Si este Gobierno y este Parlamento de
trepas, criminales, terroristas, prevaricadores, paletos, zoquetes,
analfabetos, saqueadores, demagogos y salteadores de caminos
aprueban la llamada cínicamente Ley de Memoria histórica, estará
prohibido decir:
- Que Franco sacó a España del hoyo en la que la metieron los socialistas y quieren volver a meterla, para que no levantemos cabeza nunca jamás.
- Que asimismo libró a España de la II Guerra Mundial y rompió las cadenas de un bloqueo internacional absolutamente injusto, gracias a la prudencia de Franco y a la habilidad de nuestros excelentes diplomáticos, como el embajador Lequerica.
- Que cuando en Europa se estaba produciendo un exterminio contra el pueblo judío, en España, un genocidio contra los católicos y en Rusia contra el noble pueblo sometido al yugo comunista, la victoria en la guerra y la implantación del régimen de Franco salvó a los millones de católicos españoles y a miles de judíos sefarditas de su fatal destino.
- Que en línea con lo anterior, a pesar de su apoyo a los árabes en su pugna con Israel, también facilitó que los judíos perseguidos por las persecuciones islámicas, pudieran refugiarse en España.
- Que cuando décadas después de haber tomado los comunistas el poder en medio mundo y amenazar al otro medio, Franco los había combatido con éxito en España y había advertido de los tremendos peligros que suponía esa ideología criminal, y que sus advertencias fueron ignoradas en un principio, y cuando fueron atendidas, era ya demasiado tarde.
- Que el régimen de Franco fue el auténtico precursor del Estado social, desarrollando una impresionante obra social, que incluye los siguientes avances tecnológicos o sociales:
- La llegada de la lavadora, la televisión y de los electrodomésticos en general, que permitieron mejorar considerablemente las condiciones de vida de los españoles.
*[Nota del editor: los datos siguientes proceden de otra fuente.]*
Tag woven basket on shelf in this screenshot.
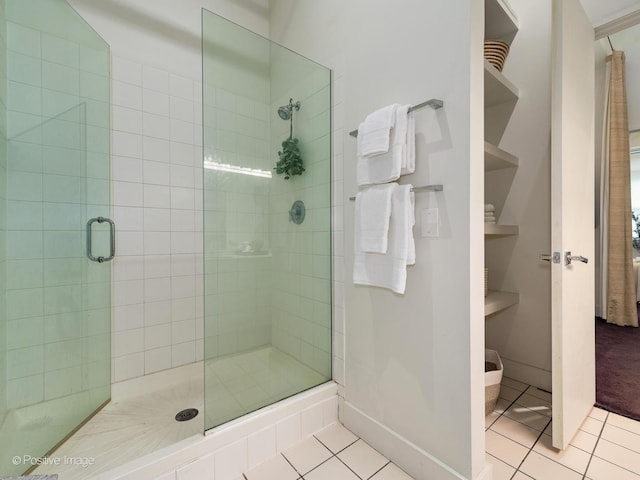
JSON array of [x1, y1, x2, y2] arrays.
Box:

- La erradicación del analfabetismo, que en el momento de celebrarse las fraudulentas elecciones de 1936 rondaba el 30%.
- Situación laboral de pleno empleo, creación de la jurisdicción laboral, que era generalmente favorable a los trabajadores, ya que aplicaba una legislación protectora de sus derechos, que incluía:
- Seguridad y estabilidad en el empleo.
- Derecho a un complemento salarial, por hijos a cargo o por tener familiares ancianos en situación de dependencia.
- El descanso dominical, que fue implantado por Franco.
- Las 44 horas semanales, aunque muchos convenios colectivos, ya recogían entonces las 40 horas.
- Las pagas extraordinarias de Navidad y de julio.
- Un sistema de arbitraje y jurisdicción laboral garantista, que excluía tanto el derecho de huelga, (con lo que la suciedad en aeropuertos y hospitales, con grave perjuicio a la ciudadanía eran impensables) como el abuso de poder del empresario. (Y valga como prueba, la labor de la Inspección del trabajo).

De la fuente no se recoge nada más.